KijiExpress jobs are written in the Scala programming language, which gives you access to Java libraries and tools but is more concise and easier to write. In addition, KijiExpress gives you access to functionality for building complex MapReduce data pipelines by including the Scalding library, a Twitter sponsored open-source library for authoring flows of analytics-focused MapReduce jobs. KijiExpress is integrated with Avro to give you access to complex records and data types in your data transformation pipelines.

The core functionality of KijiExpress currently provides developers with tools to manipulate data in pipelines that provide considerable flexibility over trying to write MapReduce jobs directly in Java.

Using this Document

The first section of this document describes how to set up your environment.

Then there are sections on data concepts in Kiji, a Scala and Scalding introduction, and an example KijiExpress job that demonstrates and explains the Scalding concepts in action.

If you are already familiar with Scala and Scalding, you can skip directly to the last sections, which outline functionality specific to KijiExpress. These are the KijiExpress sources and Data flow operations in KijiExpress. The last section goes over how to run KijiExpress jobs.

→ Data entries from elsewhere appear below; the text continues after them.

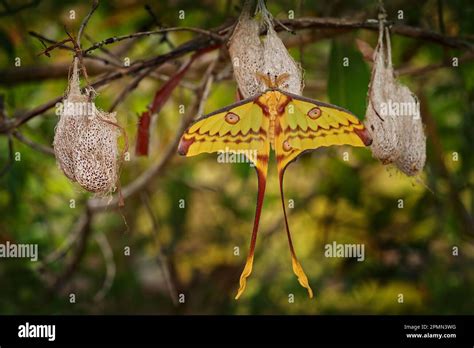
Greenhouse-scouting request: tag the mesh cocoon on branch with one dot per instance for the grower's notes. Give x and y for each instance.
(85, 140)
(398, 137)
(250, 55)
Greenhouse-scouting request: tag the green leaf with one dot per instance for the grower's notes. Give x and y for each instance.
(348, 78)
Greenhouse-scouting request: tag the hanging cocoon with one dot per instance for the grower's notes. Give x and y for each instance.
(250, 55)
(85, 140)
(393, 115)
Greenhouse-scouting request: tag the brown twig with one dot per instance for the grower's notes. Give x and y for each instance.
(111, 40)
(95, 4)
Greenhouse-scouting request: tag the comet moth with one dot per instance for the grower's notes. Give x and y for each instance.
(288, 124)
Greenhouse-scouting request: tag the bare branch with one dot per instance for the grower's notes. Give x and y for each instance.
(95, 4)
(115, 39)
(111, 269)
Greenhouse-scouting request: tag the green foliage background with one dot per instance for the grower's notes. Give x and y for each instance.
(408, 251)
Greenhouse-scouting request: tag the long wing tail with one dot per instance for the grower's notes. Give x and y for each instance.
(261, 166)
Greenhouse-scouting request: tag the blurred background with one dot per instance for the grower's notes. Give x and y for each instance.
(178, 233)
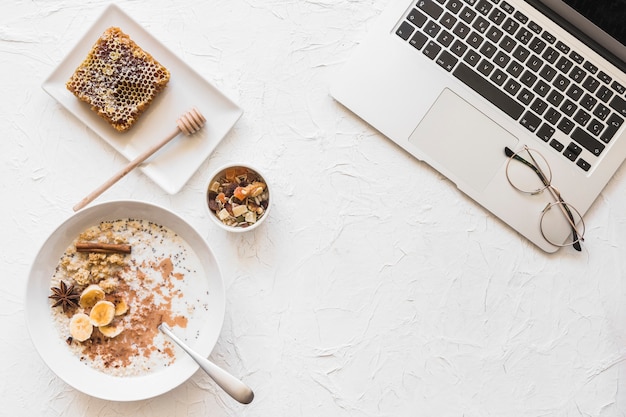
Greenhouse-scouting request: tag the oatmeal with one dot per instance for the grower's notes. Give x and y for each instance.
(114, 285)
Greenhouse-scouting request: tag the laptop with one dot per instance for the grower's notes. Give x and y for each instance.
(456, 82)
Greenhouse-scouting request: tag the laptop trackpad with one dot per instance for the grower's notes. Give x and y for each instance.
(462, 140)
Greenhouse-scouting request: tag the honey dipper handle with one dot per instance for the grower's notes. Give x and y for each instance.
(122, 172)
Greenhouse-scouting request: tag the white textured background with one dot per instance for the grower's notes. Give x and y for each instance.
(374, 289)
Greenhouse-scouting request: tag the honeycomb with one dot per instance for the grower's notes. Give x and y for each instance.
(118, 79)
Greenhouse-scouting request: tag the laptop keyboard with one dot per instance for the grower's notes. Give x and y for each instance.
(527, 72)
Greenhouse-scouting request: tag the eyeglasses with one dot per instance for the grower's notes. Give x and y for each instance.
(532, 175)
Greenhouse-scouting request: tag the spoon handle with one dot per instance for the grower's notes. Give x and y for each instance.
(231, 385)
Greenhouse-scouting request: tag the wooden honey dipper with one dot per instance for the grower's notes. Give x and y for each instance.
(189, 123)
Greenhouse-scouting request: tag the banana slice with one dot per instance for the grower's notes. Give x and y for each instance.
(111, 330)
(121, 308)
(102, 313)
(91, 295)
(80, 327)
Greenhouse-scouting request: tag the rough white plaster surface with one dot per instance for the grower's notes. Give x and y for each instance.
(375, 288)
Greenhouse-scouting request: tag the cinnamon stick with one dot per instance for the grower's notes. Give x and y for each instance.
(102, 247)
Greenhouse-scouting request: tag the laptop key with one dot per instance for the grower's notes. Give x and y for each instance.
(530, 121)
(535, 27)
(405, 30)
(458, 48)
(446, 61)
(528, 78)
(497, 16)
(572, 151)
(562, 47)
(485, 67)
(494, 34)
(490, 92)
(550, 38)
(577, 74)
(484, 7)
(595, 127)
(590, 67)
(417, 18)
(539, 106)
(498, 77)
(445, 38)
(574, 92)
(454, 6)
(448, 21)
(432, 29)
(481, 24)
(550, 55)
(525, 96)
(557, 145)
(613, 124)
(583, 164)
(430, 8)
(582, 117)
(461, 30)
(619, 105)
(545, 132)
(618, 87)
(604, 93)
(472, 58)
(565, 125)
(467, 15)
(510, 26)
(418, 40)
(588, 102)
(569, 107)
(587, 141)
(601, 111)
(431, 50)
(552, 116)
(507, 7)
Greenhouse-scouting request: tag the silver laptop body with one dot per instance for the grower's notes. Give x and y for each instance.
(418, 79)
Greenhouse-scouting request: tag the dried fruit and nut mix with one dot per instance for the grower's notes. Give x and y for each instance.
(238, 196)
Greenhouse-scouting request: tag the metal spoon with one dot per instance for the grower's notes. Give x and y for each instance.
(231, 385)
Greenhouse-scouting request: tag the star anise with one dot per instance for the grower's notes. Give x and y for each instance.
(64, 296)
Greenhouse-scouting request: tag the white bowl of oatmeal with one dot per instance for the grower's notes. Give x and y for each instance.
(237, 198)
(103, 339)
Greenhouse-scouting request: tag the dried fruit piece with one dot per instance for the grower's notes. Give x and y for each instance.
(238, 197)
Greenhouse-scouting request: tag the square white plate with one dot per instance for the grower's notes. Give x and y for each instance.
(172, 166)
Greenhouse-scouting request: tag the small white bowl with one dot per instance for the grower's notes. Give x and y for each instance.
(210, 192)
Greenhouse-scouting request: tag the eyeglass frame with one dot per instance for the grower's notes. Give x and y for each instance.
(577, 236)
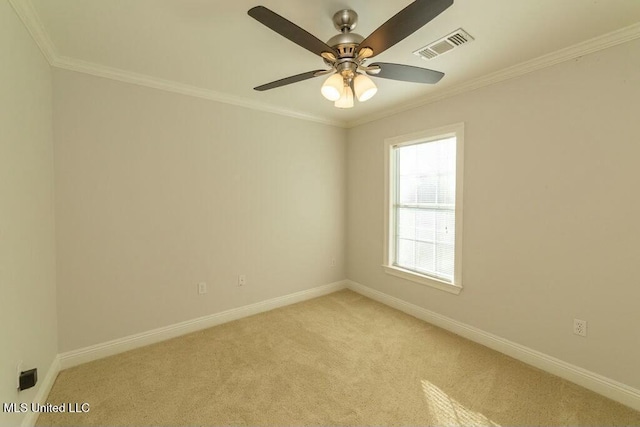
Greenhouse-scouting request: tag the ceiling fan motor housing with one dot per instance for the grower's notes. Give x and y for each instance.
(345, 20)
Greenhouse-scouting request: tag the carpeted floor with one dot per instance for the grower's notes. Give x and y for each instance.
(341, 359)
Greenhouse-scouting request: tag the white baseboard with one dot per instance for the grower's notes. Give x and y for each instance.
(120, 345)
(43, 392)
(602, 385)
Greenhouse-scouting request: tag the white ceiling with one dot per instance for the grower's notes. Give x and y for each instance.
(215, 46)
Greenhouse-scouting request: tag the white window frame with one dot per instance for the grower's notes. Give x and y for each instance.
(457, 131)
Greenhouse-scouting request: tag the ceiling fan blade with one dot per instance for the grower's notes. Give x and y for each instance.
(289, 80)
(404, 23)
(407, 73)
(289, 30)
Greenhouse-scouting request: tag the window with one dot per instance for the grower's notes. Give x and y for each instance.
(423, 238)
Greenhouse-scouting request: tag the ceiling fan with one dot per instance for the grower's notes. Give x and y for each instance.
(347, 53)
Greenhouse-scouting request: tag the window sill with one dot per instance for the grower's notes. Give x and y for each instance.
(423, 280)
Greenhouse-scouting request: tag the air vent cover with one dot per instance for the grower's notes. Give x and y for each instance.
(444, 45)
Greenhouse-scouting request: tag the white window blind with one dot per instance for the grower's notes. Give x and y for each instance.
(424, 208)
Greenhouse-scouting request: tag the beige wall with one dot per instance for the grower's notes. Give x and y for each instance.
(27, 259)
(552, 205)
(157, 191)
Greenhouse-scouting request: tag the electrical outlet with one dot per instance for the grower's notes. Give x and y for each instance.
(202, 288)
(580, 327)
(18, 372)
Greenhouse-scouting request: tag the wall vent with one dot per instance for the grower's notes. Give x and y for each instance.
(445, 44)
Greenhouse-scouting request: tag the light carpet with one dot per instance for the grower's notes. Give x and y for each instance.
(341, 359)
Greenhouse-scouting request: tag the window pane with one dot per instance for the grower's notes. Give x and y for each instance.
(407, 187)
(427, 189)
(446, 227)
(426, 257)
(445, 261)
(407, 254)
(425, 225)
(425, 230)
(406, 224)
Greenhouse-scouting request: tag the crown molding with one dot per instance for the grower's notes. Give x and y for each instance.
(32, 22)
(596, 44)
(29, 17)
(80, 66)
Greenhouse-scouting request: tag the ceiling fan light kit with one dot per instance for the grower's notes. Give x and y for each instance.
(347, 53)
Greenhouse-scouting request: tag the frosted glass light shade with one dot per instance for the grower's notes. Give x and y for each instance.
(346, 100)
(364, 87)
(333, 87)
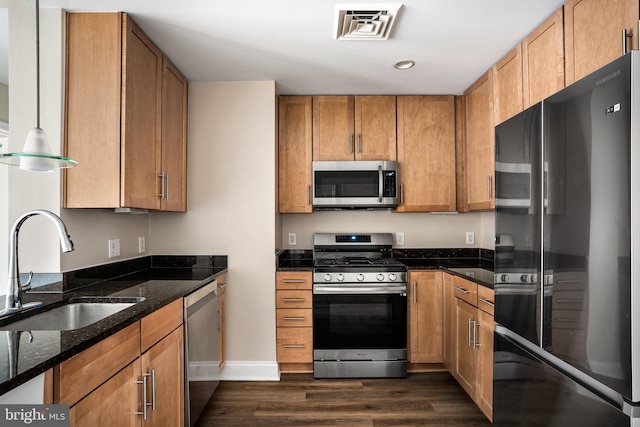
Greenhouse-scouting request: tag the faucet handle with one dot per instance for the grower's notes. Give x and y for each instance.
(27, 286)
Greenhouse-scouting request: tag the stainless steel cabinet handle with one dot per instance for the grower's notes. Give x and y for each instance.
(626, 35)
(486, 301)
(415, 298)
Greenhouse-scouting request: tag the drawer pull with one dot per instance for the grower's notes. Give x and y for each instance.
(486, 301)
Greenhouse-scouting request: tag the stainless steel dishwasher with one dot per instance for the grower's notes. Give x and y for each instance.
(201, 359)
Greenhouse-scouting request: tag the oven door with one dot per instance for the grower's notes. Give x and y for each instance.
(366, 318)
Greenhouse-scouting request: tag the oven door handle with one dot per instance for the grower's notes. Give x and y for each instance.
(362, 289)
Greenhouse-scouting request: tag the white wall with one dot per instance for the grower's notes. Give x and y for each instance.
(231, 196)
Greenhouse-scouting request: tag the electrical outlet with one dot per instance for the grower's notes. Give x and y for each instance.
(470, 238)
(114, 248)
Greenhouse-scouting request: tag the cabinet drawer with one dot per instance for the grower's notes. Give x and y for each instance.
(160, 323)
(294, 317)
(465, 290)
(294, 280)
(485, 299)
(79, 375)
(293, 299)
(295, 345)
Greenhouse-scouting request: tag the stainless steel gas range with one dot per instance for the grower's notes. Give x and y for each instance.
(359, 307)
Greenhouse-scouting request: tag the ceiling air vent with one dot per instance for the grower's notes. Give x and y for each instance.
(364, 22)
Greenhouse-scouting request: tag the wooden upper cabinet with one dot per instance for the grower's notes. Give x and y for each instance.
(480, 143)
(116, 123)
(543, 60)
(593, 33)
(507, 86)
(375, 127)
(294, 154)
(427, 153)
(333, 128)
(354, 128)
(173, 168)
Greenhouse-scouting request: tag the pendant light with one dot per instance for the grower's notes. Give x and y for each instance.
(36, 155)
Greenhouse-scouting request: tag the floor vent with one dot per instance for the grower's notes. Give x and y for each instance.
(364, 22)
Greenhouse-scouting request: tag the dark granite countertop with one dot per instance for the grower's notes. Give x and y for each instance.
(160, 283)
(473, 264)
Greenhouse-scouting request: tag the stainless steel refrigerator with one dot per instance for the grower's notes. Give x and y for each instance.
(567, 260)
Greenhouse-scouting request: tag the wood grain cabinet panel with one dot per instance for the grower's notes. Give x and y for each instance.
(593, 33)
(426, 153)
(294, 154)
(507, 86)
(543, 60)
(425, 312)
(125, 117)
(479, 144)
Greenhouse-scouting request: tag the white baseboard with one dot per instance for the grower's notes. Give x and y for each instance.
(250, 371)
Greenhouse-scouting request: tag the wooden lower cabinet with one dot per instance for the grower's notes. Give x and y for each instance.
(472, 361)
(294, 321)
(425, 317)
(104, 385)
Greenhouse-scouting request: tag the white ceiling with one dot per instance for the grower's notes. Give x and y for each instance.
(290, 41)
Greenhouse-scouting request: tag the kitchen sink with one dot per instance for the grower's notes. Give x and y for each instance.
(75, 314)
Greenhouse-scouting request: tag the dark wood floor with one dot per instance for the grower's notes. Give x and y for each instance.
(299, 400)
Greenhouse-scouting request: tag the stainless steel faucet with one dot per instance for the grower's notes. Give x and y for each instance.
(14, 287)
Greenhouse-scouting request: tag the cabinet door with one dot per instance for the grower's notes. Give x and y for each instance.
(333, 126)
(449, 325)
(114, 403)
(479, 143)
(466, 358)
(294, 154)
(165, 362)
(174, 139)
(593, 33)
(543, 60)
(93, 70)
(375, 127)
(141, 94)
(484, 392)
(427, 153)
(425, 317)
(507, 85)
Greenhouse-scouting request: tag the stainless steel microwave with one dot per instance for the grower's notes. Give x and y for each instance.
(366, 184)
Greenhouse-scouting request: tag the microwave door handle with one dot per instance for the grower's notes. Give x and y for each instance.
(380, 182)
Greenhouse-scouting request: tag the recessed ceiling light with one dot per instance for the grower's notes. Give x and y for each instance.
(404, 65)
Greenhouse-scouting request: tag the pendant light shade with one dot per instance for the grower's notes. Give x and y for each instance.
(36, 155)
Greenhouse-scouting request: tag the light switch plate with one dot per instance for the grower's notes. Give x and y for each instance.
(114, 248)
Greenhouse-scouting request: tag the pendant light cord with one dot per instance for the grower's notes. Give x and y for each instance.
(38, 64)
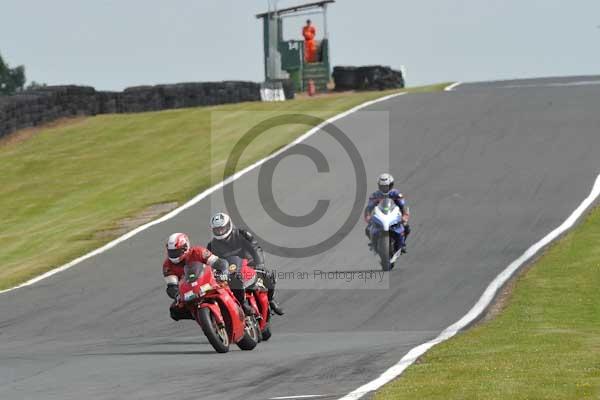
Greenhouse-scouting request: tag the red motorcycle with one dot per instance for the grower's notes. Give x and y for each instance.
(215, 308)
(256, 295)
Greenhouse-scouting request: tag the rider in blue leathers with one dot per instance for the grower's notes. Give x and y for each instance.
(385, 183)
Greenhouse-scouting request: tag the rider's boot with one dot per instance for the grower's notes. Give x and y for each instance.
(273, 303)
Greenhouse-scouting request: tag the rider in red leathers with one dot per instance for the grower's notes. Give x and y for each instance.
(179, 254)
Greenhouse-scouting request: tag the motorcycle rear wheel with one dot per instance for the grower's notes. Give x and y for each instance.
(217, 336)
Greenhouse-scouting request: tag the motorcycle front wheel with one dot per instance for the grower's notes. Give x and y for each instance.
(217, 336)
(384, 251)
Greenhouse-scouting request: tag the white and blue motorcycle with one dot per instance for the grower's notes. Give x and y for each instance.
(387, 232)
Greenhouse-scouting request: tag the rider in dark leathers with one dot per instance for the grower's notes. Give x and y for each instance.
(229, 241)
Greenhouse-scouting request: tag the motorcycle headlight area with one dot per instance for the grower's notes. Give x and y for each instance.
(190, 295)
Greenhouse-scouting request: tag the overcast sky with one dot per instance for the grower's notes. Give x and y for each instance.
(112, 44)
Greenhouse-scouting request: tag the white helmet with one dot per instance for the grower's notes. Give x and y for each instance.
(221, 226)
(385, 182)
(178, 247)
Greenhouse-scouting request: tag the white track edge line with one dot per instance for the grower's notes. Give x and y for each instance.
(200, 196)
(451, 87)
(479, 307)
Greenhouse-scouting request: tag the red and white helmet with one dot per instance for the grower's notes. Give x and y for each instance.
(178, 247)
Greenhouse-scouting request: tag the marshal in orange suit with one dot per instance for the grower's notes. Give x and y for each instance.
(310, 44)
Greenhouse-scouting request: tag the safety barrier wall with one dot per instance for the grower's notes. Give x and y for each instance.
(372, 77)
(35, 107)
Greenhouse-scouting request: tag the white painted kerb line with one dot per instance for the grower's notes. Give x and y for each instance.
(451, 87)
(200, 196)
(483, 302)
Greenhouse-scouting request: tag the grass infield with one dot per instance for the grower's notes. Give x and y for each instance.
(70, 188)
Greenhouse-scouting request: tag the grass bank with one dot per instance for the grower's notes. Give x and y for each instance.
(545, 343)
(70, 188)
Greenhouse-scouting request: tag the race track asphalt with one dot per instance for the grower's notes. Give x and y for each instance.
(488, 169)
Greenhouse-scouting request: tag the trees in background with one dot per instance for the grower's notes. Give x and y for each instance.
(11, 79)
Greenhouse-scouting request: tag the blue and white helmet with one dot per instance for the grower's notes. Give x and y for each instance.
(221, 226)
(385, 182)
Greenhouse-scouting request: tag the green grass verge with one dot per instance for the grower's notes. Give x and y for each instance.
(545, 344)
(65, 190)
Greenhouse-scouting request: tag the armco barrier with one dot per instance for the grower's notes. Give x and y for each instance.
(373, 77)
(35, 107)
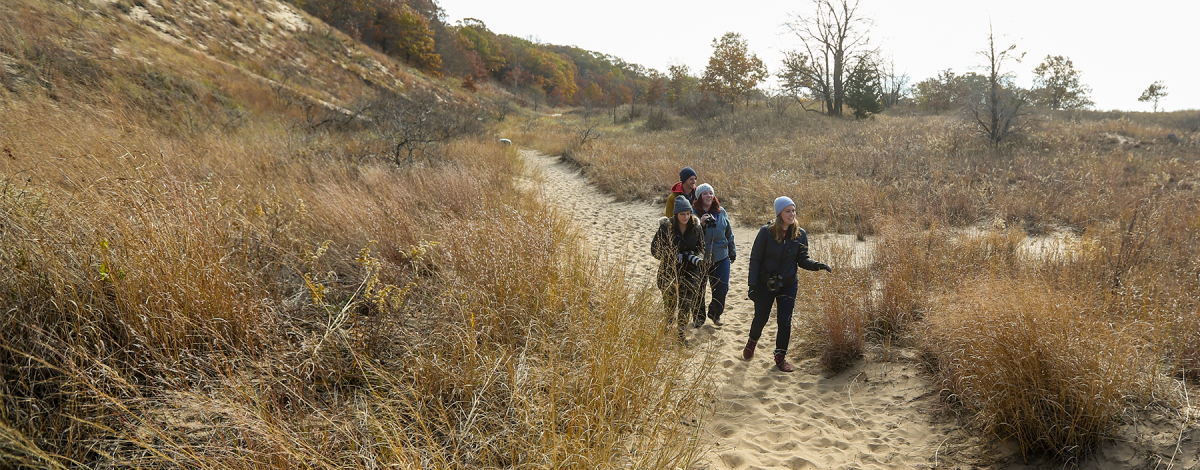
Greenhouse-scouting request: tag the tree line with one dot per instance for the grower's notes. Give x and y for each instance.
(835, 67)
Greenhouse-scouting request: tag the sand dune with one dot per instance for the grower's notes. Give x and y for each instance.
(881, 414)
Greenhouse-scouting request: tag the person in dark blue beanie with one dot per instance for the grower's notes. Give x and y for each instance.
(685, 187)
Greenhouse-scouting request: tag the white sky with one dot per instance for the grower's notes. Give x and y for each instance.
(1120, 48)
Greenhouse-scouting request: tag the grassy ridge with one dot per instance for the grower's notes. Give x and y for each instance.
(1047, 345)
(270, 302)
(205, 269)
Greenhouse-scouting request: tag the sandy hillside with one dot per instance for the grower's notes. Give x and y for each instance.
(881, 414)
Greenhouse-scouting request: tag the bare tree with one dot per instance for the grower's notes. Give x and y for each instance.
(831, 37)
(1001, 112)
(415, 124)
(894, 86)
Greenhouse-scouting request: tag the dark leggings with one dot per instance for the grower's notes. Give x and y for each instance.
(762, 301)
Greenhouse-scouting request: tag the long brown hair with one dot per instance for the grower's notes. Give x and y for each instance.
(777, 229)
(691, 223)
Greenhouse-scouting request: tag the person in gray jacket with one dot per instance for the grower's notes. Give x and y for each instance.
(719, 249)
(780, 247)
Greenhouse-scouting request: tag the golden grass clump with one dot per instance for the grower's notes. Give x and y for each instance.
(837, 323)
(189, 288)
(1035, 365)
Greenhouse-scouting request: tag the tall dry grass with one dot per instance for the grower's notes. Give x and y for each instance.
(952, 222)
(1037, 366)
(273, 299)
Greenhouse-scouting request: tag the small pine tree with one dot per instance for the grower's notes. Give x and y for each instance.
(863, 91)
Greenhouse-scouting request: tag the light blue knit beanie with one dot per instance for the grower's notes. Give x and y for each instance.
(781, 203)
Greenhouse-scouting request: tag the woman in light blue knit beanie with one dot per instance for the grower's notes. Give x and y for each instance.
(779, 249)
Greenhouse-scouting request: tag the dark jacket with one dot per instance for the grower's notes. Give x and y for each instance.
(669, 242)
(769, 257)
(677, 191)
(718, 234)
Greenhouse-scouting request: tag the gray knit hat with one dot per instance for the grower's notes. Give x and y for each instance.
(685, 173)
(682, 205)
(781, 203)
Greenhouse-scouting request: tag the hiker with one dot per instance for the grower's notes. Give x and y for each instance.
(678, 245)
(778, 251)
(685, 187)
(719, 249)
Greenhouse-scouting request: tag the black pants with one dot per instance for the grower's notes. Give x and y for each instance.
(689, 305)
(762, 302)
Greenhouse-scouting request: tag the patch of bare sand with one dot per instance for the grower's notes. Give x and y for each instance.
(881, 414)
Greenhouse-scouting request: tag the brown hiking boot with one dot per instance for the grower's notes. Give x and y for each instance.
(783, 363)
(748, 351)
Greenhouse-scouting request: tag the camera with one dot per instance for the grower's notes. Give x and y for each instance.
(774, 283)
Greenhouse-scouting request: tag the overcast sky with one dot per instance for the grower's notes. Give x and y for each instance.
(1120, 47)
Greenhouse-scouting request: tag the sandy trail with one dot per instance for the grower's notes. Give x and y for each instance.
(880, 414)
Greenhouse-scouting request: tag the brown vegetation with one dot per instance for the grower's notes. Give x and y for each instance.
(204, 269)
(1078, 333)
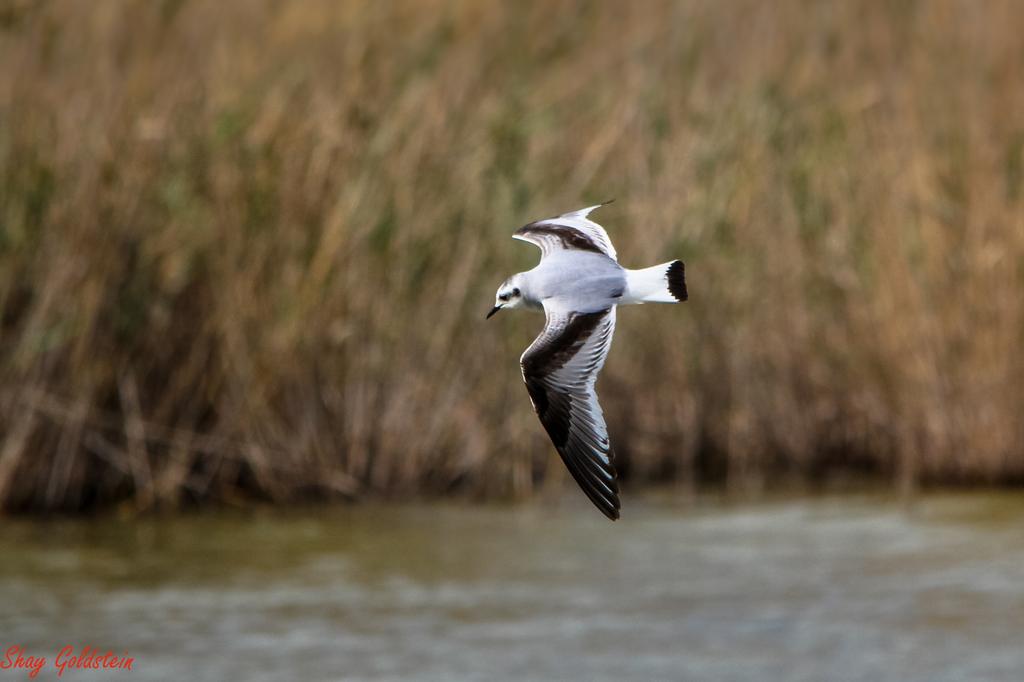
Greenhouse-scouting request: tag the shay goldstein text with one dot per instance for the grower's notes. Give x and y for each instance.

Useful External References

Other Kiji References


One benefit of KijiExpress is that a model implemented in KijiExpress will be deployable in a production enterprise software environment without needing to be redeveloped in Java.

A separate project, the KijiModeling project, is the framework for writing and deploying models using KijiExpress. The project is currently under development here.

Combined with KijiScoring, models developed in KijiModeling can return results in the time frames demanded of user interactions in the web. The model lifecycle allows you to manage all of the phases of generating and maintaining models and data to support an application using machine learning to produce better results.

KijiModeling Roadmap Overview

More documentation on KijiModeling will be available as it stabilizes.

Note that not all of KijiModeling functionality is implemented at this time. This Roadmap outlines the planned total functionality.

KijiModeling is an evolving project to provide a development environment for generating, training, and verifying predictive models and to support data operations that allow real-time application of the model to be as efficient as possible. The planned functionality of KijiModeling will roll out over time. These plans include support for a model lifecycle:

  • Preparation. KijiExpress model lifecycle includes the opportunity to execute offline computations so results can be used when extracting features in real time. In production, the prepare phase might be executed in batch on a periodic basis, to ensure its results are up-to-date when extracting features.

  • Data Extraction. The extract phase transforms entity-centric raw data from the data store about an entity into the features for that entity used by other model lifecycle phases.

  • Scoring. The score phase defines how an entity's data is combined with a trained model to produce a score.

  • Training. The train phase executes offline procedures that generate data required to score using the model. Training accepts features extracted for a subset of entities (a training set) and uses them with the model and entity data to produce entity-specific results.

  • Evaluation. After defining how a model is trained and used to score, it is necessary to evaluate these procedures for accuracy. Often, this involves scoring against a subset of entities different from the training set and evaluating the scores produced against some known ground-truth.

These high-level modeling stages rely on data transformations and flow, from importing data into Kiji tables from HDFS or other sources, to reading data from Kiji tables, to performing operations on the data, to writing data out to Kiji tables.